George Seaver, in Nicolas Berdyaev – An Introduction to His Thought (1950), makes a number of remarks that offer themselves as apropos of The Philosophy of Inequality even though they do not specifically address that title. “Every attribute of a man,” as Seaver writes in summary of his subject, “such as soul or reason or bones or flesh, is something that he holds in common with other men – but not Personality; this alone is not a common denominator, since it is not the attribute of a man; it is the man himself.” Berdyaev argues, according plausibly to Seaver’s reading, that any reduction of man to the merely empirical, which happens as soon as the transcendental references pass under deletion, results in destruction of the only part of man that truly constitutes him as man. “All the doctrines of sociology,” Seaver writes, “are erroneous because they are based on a false estimate of man, namely as an object among other objects; as a member of society which is itself an impersonal object and a theoretical abstraction.” As Seaver reads Berdyaev, “in the political sphere, the extreme as well as the most logical outcome of organized society is the totalitarian state in which citizens, like machines, are mass-produced.” Berdyaev himself later expressed ambiguous feelings about Inequality. Perhaps it struck him as too rhetorical, on the grandiose model of Maistre’s St. Petersburg Dialogues. In his Essay in Autobiography (Opus Posthumous 1950), he confesses that “the only thing about the book which I am not prepared to recant is the fact that it was written out of an intense concern for freedom over against the spiritual – rather than social – egalitarianism let loose by the Revolution and the reign of the ‘common man’ and the ‘collective mind.’” Time has vindicated Inequality over its author’s latter-day doubts.

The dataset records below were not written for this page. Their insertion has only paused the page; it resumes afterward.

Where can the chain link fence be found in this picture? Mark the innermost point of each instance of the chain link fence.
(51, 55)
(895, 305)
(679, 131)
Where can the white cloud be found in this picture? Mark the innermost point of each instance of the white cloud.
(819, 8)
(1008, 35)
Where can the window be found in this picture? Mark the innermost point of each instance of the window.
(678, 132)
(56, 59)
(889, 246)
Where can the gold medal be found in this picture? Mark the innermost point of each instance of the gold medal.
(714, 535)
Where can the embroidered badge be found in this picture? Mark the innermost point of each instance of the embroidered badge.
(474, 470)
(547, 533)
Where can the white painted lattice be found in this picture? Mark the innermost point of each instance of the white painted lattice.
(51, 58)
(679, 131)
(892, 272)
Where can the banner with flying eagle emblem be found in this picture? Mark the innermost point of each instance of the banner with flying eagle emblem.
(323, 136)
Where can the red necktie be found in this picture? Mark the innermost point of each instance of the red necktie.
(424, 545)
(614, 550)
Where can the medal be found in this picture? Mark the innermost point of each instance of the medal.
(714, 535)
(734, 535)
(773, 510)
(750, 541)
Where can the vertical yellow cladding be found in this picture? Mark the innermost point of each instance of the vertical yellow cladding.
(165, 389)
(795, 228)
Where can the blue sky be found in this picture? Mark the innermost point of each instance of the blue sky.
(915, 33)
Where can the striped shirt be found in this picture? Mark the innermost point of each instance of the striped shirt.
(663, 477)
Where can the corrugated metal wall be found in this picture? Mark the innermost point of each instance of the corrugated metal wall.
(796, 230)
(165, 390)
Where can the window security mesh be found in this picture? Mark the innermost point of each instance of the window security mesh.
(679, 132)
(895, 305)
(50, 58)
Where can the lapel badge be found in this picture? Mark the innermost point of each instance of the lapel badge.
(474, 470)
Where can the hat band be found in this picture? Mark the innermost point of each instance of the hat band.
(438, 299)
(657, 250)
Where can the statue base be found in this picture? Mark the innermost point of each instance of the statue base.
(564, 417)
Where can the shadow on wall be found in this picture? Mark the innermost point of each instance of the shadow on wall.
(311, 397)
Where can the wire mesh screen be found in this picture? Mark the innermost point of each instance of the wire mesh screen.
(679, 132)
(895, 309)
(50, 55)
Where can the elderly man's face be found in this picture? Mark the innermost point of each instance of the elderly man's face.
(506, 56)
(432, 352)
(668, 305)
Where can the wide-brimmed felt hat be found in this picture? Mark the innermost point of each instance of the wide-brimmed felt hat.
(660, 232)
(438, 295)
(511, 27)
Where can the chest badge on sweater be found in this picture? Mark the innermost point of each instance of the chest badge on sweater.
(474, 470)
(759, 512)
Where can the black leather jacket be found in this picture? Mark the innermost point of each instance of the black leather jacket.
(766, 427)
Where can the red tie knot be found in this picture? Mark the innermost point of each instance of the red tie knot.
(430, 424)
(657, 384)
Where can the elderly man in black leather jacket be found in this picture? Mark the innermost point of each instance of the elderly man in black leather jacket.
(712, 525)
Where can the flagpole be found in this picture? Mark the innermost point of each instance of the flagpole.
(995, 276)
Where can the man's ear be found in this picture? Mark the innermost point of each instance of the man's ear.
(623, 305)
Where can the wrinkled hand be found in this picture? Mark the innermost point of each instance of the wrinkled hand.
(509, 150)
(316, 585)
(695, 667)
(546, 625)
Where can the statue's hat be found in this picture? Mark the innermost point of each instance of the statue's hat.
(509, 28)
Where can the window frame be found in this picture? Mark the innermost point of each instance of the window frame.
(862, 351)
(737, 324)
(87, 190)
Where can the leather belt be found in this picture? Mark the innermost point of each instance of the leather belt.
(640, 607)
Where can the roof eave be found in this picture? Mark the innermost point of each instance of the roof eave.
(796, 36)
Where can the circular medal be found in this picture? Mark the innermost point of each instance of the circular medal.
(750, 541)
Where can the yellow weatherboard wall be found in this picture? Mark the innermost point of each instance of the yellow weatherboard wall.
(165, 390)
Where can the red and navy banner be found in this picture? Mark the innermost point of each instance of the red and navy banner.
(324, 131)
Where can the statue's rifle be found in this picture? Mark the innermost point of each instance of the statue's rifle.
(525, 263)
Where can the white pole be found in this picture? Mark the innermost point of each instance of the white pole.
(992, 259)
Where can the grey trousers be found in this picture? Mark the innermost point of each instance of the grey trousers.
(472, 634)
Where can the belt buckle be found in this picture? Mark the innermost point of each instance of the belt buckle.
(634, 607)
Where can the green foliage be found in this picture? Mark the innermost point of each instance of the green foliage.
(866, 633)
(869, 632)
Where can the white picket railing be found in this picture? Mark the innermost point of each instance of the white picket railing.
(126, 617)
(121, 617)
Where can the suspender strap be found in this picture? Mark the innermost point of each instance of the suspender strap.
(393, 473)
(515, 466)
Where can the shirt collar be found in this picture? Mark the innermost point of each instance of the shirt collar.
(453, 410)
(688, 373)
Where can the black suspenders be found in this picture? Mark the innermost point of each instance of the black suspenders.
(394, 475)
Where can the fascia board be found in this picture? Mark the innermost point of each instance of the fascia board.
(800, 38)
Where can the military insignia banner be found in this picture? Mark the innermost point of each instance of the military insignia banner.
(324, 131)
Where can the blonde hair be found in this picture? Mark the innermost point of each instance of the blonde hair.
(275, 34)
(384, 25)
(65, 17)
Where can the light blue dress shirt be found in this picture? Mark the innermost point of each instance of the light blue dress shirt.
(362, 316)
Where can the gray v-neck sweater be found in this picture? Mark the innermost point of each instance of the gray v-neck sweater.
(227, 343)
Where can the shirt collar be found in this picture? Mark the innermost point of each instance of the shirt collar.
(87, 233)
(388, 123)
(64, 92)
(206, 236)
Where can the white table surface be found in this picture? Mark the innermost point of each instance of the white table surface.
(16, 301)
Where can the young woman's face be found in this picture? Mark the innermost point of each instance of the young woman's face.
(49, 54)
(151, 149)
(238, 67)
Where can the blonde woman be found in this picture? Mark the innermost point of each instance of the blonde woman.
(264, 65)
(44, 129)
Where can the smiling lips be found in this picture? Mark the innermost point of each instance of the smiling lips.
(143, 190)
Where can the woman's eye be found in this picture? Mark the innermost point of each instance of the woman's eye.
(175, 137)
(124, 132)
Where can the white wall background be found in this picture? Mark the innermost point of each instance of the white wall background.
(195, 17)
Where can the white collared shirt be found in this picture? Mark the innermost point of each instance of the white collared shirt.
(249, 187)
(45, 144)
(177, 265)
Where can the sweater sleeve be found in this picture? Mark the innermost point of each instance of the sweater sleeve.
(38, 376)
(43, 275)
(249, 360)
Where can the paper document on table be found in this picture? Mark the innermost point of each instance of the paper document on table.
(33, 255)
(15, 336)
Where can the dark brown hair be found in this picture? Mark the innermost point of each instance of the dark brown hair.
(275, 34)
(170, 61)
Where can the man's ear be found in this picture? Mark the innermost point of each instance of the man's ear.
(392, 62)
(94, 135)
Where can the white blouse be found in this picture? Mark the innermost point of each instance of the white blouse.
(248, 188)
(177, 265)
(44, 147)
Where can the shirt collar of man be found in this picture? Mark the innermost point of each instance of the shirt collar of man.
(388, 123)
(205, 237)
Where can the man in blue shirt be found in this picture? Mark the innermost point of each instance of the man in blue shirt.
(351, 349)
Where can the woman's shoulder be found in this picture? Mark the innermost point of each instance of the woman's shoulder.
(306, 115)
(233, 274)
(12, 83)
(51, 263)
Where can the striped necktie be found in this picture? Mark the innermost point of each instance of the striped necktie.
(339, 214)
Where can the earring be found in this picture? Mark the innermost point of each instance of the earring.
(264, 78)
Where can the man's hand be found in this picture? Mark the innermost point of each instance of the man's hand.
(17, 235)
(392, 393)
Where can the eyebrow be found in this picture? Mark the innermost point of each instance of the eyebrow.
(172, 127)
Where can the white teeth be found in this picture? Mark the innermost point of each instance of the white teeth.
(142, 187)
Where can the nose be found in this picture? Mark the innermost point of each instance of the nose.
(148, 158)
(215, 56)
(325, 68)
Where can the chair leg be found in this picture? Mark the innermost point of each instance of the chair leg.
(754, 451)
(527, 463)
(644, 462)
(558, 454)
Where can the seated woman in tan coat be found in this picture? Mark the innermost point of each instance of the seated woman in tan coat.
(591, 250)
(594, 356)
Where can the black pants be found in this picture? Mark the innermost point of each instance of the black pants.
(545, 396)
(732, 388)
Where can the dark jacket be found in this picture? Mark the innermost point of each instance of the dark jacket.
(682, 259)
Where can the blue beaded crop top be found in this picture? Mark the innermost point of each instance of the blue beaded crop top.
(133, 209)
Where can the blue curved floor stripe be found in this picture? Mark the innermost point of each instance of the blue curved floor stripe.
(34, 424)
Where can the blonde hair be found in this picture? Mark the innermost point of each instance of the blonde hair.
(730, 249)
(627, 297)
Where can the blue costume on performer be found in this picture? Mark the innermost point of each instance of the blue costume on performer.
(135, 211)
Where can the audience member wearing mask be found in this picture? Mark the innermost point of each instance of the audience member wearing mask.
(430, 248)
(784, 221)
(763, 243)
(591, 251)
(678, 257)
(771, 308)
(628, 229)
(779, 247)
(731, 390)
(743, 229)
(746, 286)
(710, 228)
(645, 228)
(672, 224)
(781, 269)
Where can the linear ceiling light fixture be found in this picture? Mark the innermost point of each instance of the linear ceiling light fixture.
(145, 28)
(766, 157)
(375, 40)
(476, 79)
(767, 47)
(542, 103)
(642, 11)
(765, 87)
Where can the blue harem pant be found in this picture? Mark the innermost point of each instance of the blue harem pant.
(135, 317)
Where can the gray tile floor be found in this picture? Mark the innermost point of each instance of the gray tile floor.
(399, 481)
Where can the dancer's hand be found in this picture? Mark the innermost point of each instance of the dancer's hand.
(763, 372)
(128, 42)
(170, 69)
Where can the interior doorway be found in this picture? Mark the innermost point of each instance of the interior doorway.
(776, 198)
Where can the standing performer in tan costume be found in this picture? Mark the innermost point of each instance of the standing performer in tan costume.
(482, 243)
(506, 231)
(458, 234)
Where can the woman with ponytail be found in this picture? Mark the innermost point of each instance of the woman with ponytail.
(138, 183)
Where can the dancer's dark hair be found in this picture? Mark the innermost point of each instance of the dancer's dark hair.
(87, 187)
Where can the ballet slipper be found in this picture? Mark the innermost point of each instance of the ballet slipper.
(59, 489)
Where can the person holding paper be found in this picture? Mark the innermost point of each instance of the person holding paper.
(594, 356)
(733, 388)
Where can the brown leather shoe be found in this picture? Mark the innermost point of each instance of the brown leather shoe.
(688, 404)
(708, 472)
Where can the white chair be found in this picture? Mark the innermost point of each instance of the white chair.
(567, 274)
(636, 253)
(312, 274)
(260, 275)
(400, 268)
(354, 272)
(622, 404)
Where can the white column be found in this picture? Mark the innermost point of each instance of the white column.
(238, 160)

II. Spirit and Reality. In the Essay in Autobiography, Berdyaev categorizes Spirit and Reality as belonging, with Solitude and Society and Slavery and Freedom, to “the most radical and revolutionary” of his books. In retrospect and despite Berdyaev, the earlier Inequality might well take its place in the same category. Father Stephen, its translator, characterizes Inequality as the book in which the fully mature Berdyaev first appears. What of Spirit and Reality? In Chapter I, “The Reality of Spirit – Spirit and Being,” Berdyaev begins by remarking the tendency in modernity to reject the very idea of spirit or, at best, to envision spirit as “an epiphenomenon,” say, of a biological origin, even though “no adequate explanation has ever been offered of this process.” (James Reavey’s translation) At the level of philosophy the modern thinker “glosses over the real difficulties by attributing to matter all the qualities inherent in spirit – namely, reason, freedom, energy.” This is true even of Henri Bergson’s Vitalism, Berdyaev argues, which subordinates the person to the élan vital. All of these modern tendencies try to make of spirit an object among other objects that might then be studied as science studies the phenomena of the external world or nature. Spirit defies direct perception, but it is not a Ding an Sich. Intuition accesses spirit through symbolization, but Berdyaev detects therein a danger. The investigator, having symbolized spirit, tends towards externalizing and thus also towards objectifying the symbols, which he then mistakes for the real thing and places erroneously in nature. Spirit absolutely resists objectification; no power can externalize it. Then again, while “spirit is revealed in the subject,” and only in the subject, spirit is other than subjective in the usual, jejune meaning of that term. As Berdyaev puts it, “Pure spirituality exists independently of the intellectual opposition of subject and object.” Spirit consists in “a reality of another kind, an immeasurably greater one, a more primal one.”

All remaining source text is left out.